Long term impact: This training will definitely impact my research. I am motivated to find a post-doctoral position that will incorporate what I have learned from the Med-into-Grad program. As a biomedical researcher, it is extremely important to have a clinical perspective in mind when designing novel therapies.
Student-specific experiences: I have several relatives with diabetes and weight control issues, and now I am able to give them suggestions on how to effectively treat their diabetes or weight problems. I have an appreciation for the treatment that the veterans get at the VA hospital as compared to my own experiences with private practice doctors. I met some really interesting veterans, including a brigadier general who served in WWII, Korea, and Vietnam. I was also inspired by the weight control clinic to make a lifestyle change in the way I eat (not that I was obese before). I realize how a lifetime of bad habits can really affect your quality of life later on.

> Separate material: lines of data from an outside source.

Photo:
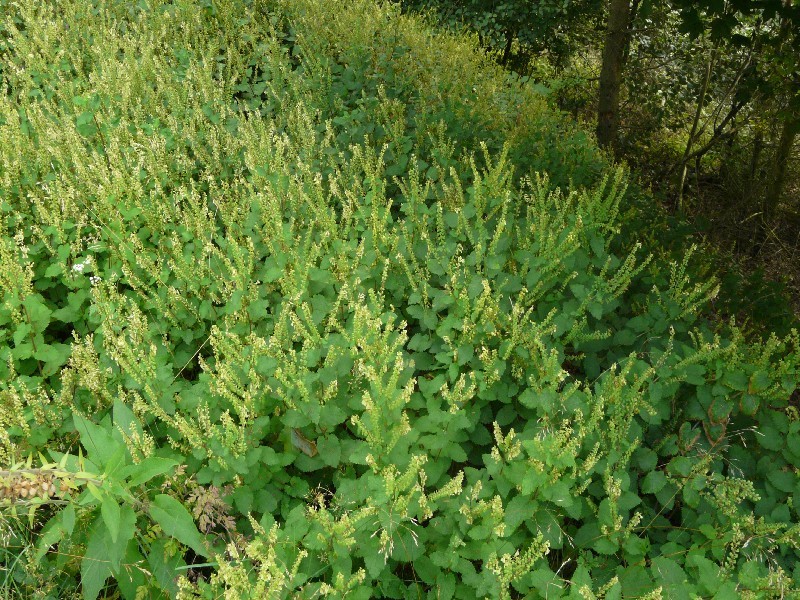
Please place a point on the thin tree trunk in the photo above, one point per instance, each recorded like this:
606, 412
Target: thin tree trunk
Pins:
617, 34
507, 49
698, 113
779, 166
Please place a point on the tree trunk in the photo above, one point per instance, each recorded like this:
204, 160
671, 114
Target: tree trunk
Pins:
779, 166
617, 34
698, 113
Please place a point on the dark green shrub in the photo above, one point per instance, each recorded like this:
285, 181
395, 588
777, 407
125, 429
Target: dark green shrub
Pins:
286, 312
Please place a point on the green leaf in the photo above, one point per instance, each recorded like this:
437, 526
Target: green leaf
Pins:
653, 482
146, 470
103, 555
176, 522
99, 443
109, 509
37, 313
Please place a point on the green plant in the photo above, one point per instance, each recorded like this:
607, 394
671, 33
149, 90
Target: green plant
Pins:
297, 320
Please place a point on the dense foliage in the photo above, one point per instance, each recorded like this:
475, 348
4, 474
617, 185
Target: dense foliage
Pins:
300, 298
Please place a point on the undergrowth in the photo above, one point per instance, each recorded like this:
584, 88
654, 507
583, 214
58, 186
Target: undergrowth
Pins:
302, 299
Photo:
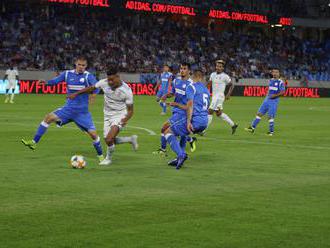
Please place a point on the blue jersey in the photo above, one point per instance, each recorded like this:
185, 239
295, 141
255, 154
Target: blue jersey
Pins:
165, 78
201, 99
75, 82
179, 87
275, 87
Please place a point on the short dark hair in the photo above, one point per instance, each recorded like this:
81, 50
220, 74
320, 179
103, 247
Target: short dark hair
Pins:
185, 64
81, 57
220, 61
198, 72
112, 70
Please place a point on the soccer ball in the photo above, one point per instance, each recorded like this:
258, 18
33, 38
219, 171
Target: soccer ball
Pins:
78, 162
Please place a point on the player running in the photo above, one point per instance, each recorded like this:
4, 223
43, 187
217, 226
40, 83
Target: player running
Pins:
194, 121
275, 90
163, 86
75, 110
178, 90
118, 109
219, 80
12, 78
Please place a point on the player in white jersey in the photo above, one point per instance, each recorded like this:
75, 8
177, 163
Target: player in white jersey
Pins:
220, 80
12, 79
118, 109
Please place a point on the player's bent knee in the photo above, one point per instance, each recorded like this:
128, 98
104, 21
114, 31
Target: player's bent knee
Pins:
93, 134
109, 140
50, 118
218, 112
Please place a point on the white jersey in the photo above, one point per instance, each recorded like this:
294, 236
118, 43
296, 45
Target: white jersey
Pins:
11, 75
219, 82
115, 101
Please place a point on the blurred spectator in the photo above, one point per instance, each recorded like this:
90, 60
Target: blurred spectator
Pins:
49, 38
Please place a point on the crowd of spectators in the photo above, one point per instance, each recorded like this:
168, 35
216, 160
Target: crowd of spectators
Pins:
49, 39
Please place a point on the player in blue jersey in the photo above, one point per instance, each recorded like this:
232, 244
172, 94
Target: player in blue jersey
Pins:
75, 110
178, 90
163, 86
275, 90
195, 120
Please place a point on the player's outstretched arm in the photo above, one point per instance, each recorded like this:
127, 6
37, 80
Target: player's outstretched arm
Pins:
83, 91
56, 80
189, 115
130, 112
230, 91
175, 104
168, 95
278, 94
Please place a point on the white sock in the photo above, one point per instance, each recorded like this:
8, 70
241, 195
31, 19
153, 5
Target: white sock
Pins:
122, 140
209, 118
227, 119
110, 151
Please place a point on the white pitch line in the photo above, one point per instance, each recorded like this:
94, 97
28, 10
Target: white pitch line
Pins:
150, 132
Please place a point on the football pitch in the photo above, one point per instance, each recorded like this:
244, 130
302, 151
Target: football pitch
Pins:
235, 191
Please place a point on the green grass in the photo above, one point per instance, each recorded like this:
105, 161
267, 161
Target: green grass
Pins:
234, 191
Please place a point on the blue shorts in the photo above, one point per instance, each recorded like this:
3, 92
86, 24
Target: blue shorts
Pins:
269, 106
179, 125
82, 119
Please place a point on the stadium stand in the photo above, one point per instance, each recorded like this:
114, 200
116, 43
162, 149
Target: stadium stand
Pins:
142, 43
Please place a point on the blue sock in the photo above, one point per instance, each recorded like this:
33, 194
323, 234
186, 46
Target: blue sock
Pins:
271, 125
256, 121
171, 139
97, 146
41, 131
162, 142
183, 142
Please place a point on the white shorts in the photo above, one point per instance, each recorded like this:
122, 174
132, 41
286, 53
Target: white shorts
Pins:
11, 84
110, 121
217, 103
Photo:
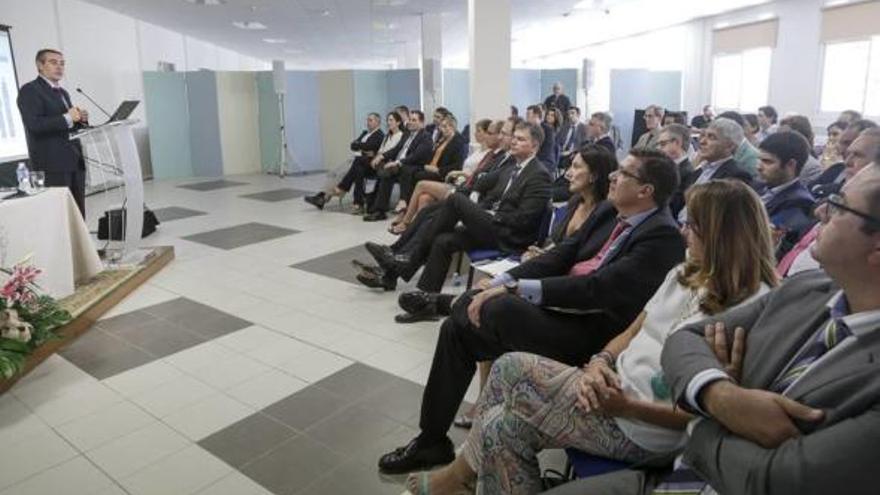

Advice for new trainees--Autumn preparatory quarter: I would suggest attending the fall class regularly to get an idea of how doctors approach treating disease. Also, I would suggest some light reading on diabetes using the textbooks giving to you. Most importantly, it is helpful to have an idea of which drugs are available, their mechanisms of action, and their side effects. I would suggest asking Dr. Steve Edelman for a copy of his book on type 2 diabetes that he wrote with Dr. Robert Henry because it is very informative for the winter clinical training. I received this book partway through my winter quarter training. It’s easier to understand than a large textbook.
Advice for new trainees—Winter clinical training quarter: The attending doctors and fellows in endocrinology are all extremely nice and willing to help you in the VA endocrinology department. You will have to explain your program over and over, but everyone was willing to let me sit in with his or her patients and everyone was nice about explaining things that were confusing to me. Don’t be afraid to make suggestions every once in awhile. I found it more informative sometimes to observe the residents instead of the fellows because they received more instruction as part of their training as well.
Take home perspective on Med-into-Grad at UCSD: I would highly recommend this program to other students. You learn SO much in one quarter. There is no other opportunity like this unless you decide to go to medical school. The clinical perspective on treating is very different from the scientific perspective. It was also nice to get a break during my fourth year of nonstop research. The Med-into-Grad program will continue to shape my career in the future. I am excited to apply what I have learned to my future research.